The law also lists the cases in respect of which a company is permitted to purchase a D&O liability policy for its directors and officers.
These provisions are cognitive and cannot be stipulated against.
On 7th March 2005 the law was amended and various changes relating, inter alia, to insurance and indemnification of D&O’s came into force. Another provision was amended in respect of piercing the corporate veil against a D&O of a company.
Indemnification During Investigation Proceedings
In respect of indemnification of legal expenses by the company, Clause 260 to the Law provides that a company may indemnify its D&O with regard to reasonable expenses, including lawyers’ fees which the D&O incurred or with which he was charged by the Court in a criminal prosecution in which he was acquitted or convicted of an offence which does not require proof of criminal intent.
The current amendment to the Law adds a new provision to the Law which provides that a company is permitted to indemnify its D&O for legal expenses incurred by him during an investigation or proceedings conducted against the D&O by an authority which was concluded without filing a criminal indictment and without imposing monetary liability (i.e. fine or penalty) on the D&O, as an alternative to criminal proceedings.
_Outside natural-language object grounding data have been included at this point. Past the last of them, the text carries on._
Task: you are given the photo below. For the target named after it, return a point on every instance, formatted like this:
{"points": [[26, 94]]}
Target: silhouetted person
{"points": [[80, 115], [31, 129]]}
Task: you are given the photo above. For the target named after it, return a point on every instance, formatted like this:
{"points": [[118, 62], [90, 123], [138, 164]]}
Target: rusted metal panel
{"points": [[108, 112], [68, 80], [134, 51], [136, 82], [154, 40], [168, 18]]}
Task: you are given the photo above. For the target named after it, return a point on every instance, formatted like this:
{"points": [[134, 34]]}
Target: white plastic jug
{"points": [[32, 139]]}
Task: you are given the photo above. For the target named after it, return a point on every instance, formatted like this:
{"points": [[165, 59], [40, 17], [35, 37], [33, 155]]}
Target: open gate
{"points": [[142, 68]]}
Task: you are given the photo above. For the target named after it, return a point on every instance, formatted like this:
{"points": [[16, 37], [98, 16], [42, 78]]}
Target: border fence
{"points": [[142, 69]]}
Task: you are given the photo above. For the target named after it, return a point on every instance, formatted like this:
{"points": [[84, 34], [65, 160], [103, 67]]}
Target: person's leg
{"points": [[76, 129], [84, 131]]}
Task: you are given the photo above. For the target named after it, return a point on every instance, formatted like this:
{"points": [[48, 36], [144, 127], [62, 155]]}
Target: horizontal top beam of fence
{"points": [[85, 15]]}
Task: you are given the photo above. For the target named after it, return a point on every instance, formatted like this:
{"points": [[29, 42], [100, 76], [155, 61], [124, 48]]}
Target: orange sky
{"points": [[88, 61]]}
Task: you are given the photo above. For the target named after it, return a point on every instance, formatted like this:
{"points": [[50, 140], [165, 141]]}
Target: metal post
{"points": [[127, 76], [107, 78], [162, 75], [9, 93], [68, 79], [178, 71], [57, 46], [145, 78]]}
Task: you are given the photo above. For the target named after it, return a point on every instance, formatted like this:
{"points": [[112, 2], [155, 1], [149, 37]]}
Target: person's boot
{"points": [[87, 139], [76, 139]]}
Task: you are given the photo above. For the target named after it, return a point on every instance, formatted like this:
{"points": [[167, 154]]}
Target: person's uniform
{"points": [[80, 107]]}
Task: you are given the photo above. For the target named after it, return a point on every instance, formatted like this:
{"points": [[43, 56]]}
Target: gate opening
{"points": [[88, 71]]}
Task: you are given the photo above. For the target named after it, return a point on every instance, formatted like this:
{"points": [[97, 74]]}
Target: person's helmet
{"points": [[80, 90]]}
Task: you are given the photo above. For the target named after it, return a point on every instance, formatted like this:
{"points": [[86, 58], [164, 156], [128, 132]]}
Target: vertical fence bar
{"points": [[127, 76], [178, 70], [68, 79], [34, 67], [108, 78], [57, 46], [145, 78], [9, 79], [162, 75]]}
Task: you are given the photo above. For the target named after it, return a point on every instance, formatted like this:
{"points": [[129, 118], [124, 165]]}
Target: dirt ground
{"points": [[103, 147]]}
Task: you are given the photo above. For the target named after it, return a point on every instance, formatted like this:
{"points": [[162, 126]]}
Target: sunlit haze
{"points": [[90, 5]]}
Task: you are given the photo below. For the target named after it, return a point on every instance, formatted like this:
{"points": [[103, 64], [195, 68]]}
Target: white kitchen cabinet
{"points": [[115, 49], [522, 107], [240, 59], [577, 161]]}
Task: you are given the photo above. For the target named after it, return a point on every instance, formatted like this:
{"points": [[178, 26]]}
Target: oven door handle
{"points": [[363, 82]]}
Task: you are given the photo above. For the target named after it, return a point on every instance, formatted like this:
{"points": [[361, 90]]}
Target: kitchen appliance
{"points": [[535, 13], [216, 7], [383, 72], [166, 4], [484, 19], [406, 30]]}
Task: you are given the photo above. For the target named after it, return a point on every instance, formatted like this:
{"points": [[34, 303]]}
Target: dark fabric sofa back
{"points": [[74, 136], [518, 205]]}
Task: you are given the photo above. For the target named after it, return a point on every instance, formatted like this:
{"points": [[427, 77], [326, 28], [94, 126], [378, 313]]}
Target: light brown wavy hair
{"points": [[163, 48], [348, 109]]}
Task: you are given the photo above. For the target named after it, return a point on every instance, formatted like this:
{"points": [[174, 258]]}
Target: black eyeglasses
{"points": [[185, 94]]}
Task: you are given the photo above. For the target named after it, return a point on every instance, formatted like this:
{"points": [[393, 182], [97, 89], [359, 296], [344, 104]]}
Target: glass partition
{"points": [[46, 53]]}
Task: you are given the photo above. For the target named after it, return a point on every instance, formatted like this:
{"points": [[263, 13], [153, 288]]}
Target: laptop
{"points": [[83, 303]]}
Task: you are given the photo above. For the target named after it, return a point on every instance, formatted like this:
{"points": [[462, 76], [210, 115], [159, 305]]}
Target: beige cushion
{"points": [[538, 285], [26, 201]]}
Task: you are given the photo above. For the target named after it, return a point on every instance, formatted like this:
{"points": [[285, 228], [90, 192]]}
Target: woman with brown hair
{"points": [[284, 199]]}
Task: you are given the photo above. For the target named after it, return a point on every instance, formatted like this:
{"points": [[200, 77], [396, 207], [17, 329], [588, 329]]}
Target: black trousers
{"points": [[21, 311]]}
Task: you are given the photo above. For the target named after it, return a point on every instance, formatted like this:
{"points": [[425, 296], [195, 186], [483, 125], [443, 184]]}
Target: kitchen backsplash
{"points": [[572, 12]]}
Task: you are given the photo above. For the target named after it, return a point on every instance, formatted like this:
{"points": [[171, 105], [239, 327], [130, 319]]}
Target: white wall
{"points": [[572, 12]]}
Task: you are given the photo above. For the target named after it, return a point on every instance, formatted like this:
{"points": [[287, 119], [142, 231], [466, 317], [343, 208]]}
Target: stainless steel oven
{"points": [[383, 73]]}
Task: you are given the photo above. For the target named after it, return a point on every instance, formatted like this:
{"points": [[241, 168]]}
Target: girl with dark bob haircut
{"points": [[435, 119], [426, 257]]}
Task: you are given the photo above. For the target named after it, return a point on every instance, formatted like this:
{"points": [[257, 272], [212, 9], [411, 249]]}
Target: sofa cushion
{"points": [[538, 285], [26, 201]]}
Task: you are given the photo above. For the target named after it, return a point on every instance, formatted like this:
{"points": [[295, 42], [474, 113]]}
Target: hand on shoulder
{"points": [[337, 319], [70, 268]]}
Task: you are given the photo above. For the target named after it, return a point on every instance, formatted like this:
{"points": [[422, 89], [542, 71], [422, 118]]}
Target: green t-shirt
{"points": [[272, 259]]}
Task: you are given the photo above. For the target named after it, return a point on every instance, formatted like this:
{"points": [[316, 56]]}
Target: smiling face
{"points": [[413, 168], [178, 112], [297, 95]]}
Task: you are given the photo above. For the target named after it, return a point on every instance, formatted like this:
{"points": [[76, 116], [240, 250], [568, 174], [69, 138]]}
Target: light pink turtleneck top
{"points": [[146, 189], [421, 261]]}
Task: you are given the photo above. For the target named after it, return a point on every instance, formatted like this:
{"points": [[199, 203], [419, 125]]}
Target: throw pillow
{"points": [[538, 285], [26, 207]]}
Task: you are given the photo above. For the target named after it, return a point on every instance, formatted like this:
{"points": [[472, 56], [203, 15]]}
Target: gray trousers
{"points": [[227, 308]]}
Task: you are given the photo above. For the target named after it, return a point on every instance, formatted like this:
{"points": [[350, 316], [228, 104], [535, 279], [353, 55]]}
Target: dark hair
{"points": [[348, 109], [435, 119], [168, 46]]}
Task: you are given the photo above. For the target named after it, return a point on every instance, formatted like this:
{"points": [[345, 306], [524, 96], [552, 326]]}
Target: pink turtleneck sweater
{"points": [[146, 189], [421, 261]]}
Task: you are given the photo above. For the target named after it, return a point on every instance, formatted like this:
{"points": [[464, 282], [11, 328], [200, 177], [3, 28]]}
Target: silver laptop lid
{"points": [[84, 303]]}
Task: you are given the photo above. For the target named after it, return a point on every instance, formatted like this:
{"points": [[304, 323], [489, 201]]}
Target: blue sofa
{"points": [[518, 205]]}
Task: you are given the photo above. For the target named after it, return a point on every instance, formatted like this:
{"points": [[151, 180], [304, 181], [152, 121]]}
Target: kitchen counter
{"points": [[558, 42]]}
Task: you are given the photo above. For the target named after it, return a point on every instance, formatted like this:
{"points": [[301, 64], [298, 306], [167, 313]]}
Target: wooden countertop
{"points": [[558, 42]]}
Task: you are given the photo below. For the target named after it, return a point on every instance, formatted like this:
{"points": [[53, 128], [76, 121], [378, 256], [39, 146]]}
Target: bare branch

If a fine or penalty is imposed on the D&O regarding a felony which does not require criminal intent, then indemnification will be allowed in respect of the D&O for his legal expenses.
In this respect it should be noted that all investigations initiated by authorities in Israel (except for disciplinary proceedings) are considered criminal.
This new amendment was required in order to avoid the unreasonable interpretation of the law, according to which the law did not permit indemnification of legal expenses incurred during a criminal investigation which did not lead to an indictment.
It should be noted that the Law does not relate in any way to the purchase of a D&O policy in respect of coverage for legal expenses of the D&O in criminal or other investigation proceedings. However, one can deduce that where indemnification is allowed, insurance is also allowed.
Insurance and Indemnification in Respect of a Wrongful Act perpetrated with Recklessness
The Law (clause 263) provides that a company will not be permitted to purchase a D&O insurance policy or to indemnify the D&O for breach of duty perpetrated with intent or with recklessness.
The new amendment clarifies that a reckless wrongful act which was perpetrated with negligence, can be subject to coverage under a D&O insurance policy as well as to indemnification by the company.
The Law does not define “recklessness”, however the Israeli Courts have interpreted this term as an “element” which requires more than pure negligence, but less than intent. (See for example: C.A.56/77 La National Insurance Co. Ltd. v. Starplast Industries (1967) Ltd., PDI 33 (1) 337).
Exemption from Liability
Under clause 259 to the Law, a company may, in advance, exempt its D&O’s from all or some of their liability for damage due to breach of duty towards the company. The new amendment clarifies that, in case of a breach of trust by the D&O, even if perpetrated in good faith, the company may not exempt the D&O from liability.
Moreover, in case of breach of duty by the D&O with regard to wrongful allocation of shares, the new amendment provides that the company may not exempt the D&O from liability.
Piercing the Corporate Veil
Under clause 54(b) the Law provided that the Court has authority to pierce the corporate veil, and to relate the rights and obligations of the company to the D&O under specific conditions as detailed by the Law. This provision has been deleted in the new amendment to the Law, i.e. the Court will only have authority to pierce the corporate veil as far as a shareholder of the company is concerned, while the Court will not have such authority in respect of the D&O.
Nevertheless, the Court has authority, under the Law, to impose personal liability in tort on the D&O. This issue was discussed in several Court precedents in Israel, the leading one being C.A.407/89 Zukor v. Car Security Ltd. and Others PDI 48 (5) 661.
In the said judgement, the Supreme Court ruled that the principle of personal liability according to which an individual must be responsible for his wrongdoing, is the basis of the Israeli jurisprudence. Personal liability is substantially different from piercing the corporate veil, in that personal liability preserves the separate legal entity of the company. The Supreme Court determined that an injured party does not need to be disadvantaged by the fact that the wrongdoing was perpetrated by a company. The Court ruled that such damage may not be sufficient to pierce the company’s veil, but justifies imposition of personal liability in tort on the D&O.